In the UI of the Alertmanager
, you should see the config loaded correctly.
![](https://cdn.hashnode.com/res/hashnode/image/upload/v1672429574272/bd74318c-639c-4946-9d1b-a2ccafbdf595.png align="center")
If everything went well, you should see the Watchdog
alert firing in the Alertmanager
dashboard.
![](https://cdn.hashnode.com/res/hashnode/image/upload/v1672429523855/7edb4815-98e2-439d-a951-f1332b8af132.png align="center")
On the healthchecks.io
dashboard, you should see that everything is as expected. The Check is ready to get pinged from the Alertmanager
!
![](https://cdn.hashnode.com/res/hashnode/image/upload/v1672429708784/2ee95c6a-f7bb-4909-be77-292fe1d83120.png align="center")
Now that we have everything set up, let's break it and see what happens. For this I will scale down the Alertmanager
and the operator to 0
.
kubectl scale statefulset alertmanager-monitoring-kube-prometheus-alertmanager --replicas=0
kubectl scale deployment monitoring-kube-prometheus-operator --replicas=0
Le's see what happens in the healthchecks.io
dashboard. We see should see in the status column that the check is late. This means that the check didn't receive a ping in the last 2 minutes.
![](https://cdn.hashnode.com/res/hashnode/image/upload/v1672429748732/246eb70d-ca1c-4f95-b6eb-045f0ac0905a.png align="center")
![](https://cdn.hashnode.com/res/hashnode/image/upload/v1672429768556/d719e5ac-17f1-438a-9429-b526e8ee6f2c.png align="center")

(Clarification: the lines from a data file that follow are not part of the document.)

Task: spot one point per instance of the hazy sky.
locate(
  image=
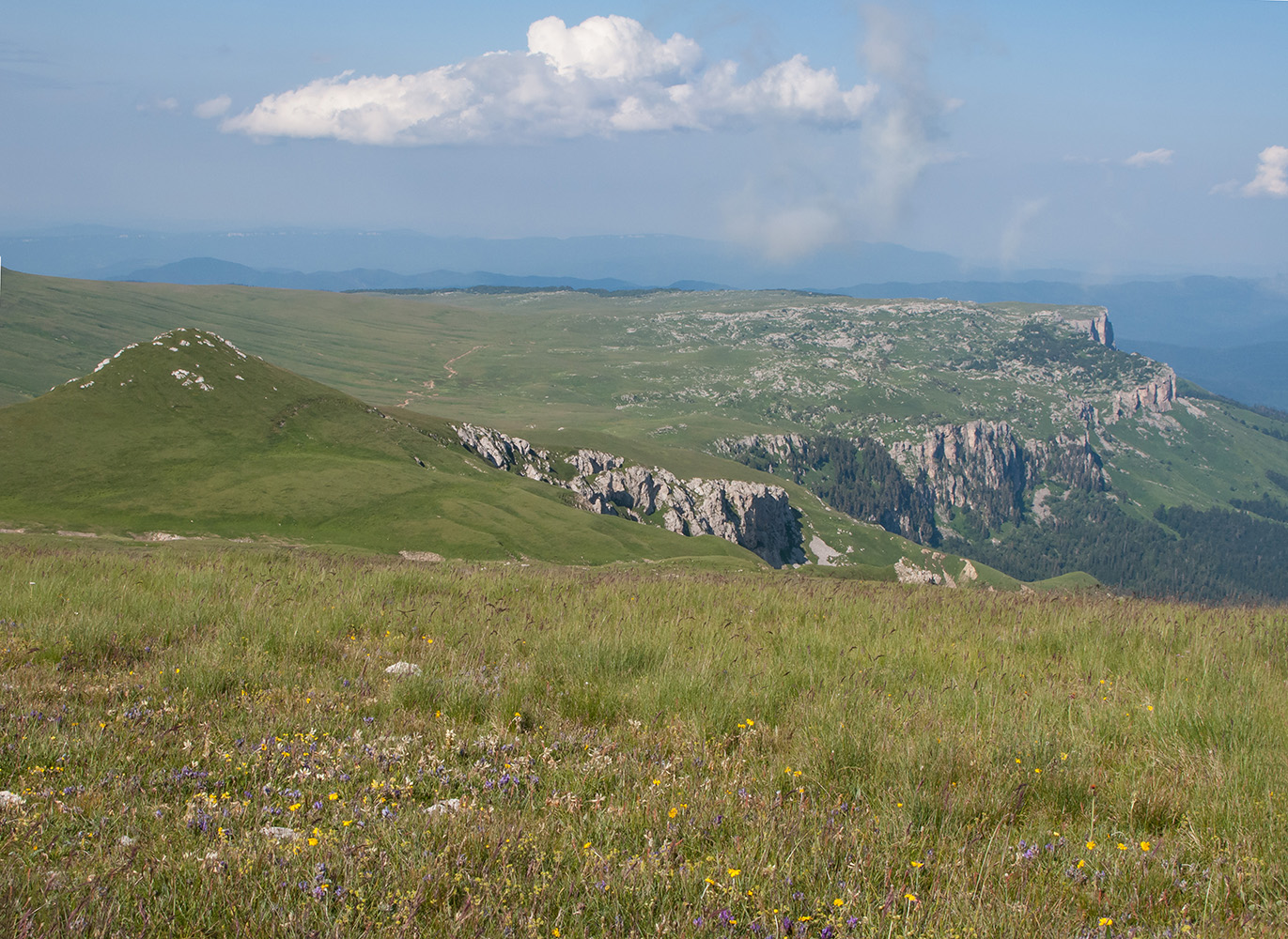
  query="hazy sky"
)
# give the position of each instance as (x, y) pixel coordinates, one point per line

After the 2 minutes grace period, the check will send out an alert. You should see a message in your Microsoft Teams
![](https://cdn.hashnode.com/res/hashnode/image/upload/v1672429776058/095a4266-6ed7-4713-a648-5d3a275f55a5.png align="center")
To fix the problem, we need to scale up the Alertmanager
and the operator again.
kubectl scale statefulset alertmanager-monitoring-kube-prometheus-alertmanager --replicas=1
kubectl scale deployment monitoring-kube-prometheus-operator --replicas=1
After a few minutes, the check should be green again and you should see a message in your Microsoft Teams channel.
![](https://cdn.hashnode.com/res/hashnode/image/upload/v1672429820575/9b37a66b-acb0-4308-b6e9-0ce12f052c98.png align="center")
![](https://cdn.hashnode.com/res/hashnode/image/upload/v1672429831021/b492fa2a-ba13-4057-b7bb-98a6be3eb14d.png align="center")
In this article, we learned how to create a dead man's switch
implementation with Prometheus and Alertmanager. Of course, a dead man's switch
is not a silver bullet but it is an important part of a monitoring system and helps to build a more robust monitoring system.
In the end, we need to make sure that our systems are up and running and if they are not, what can happen more often than we think, we need to be notified as soon as possible. This means also when the monitoring system itself is not working.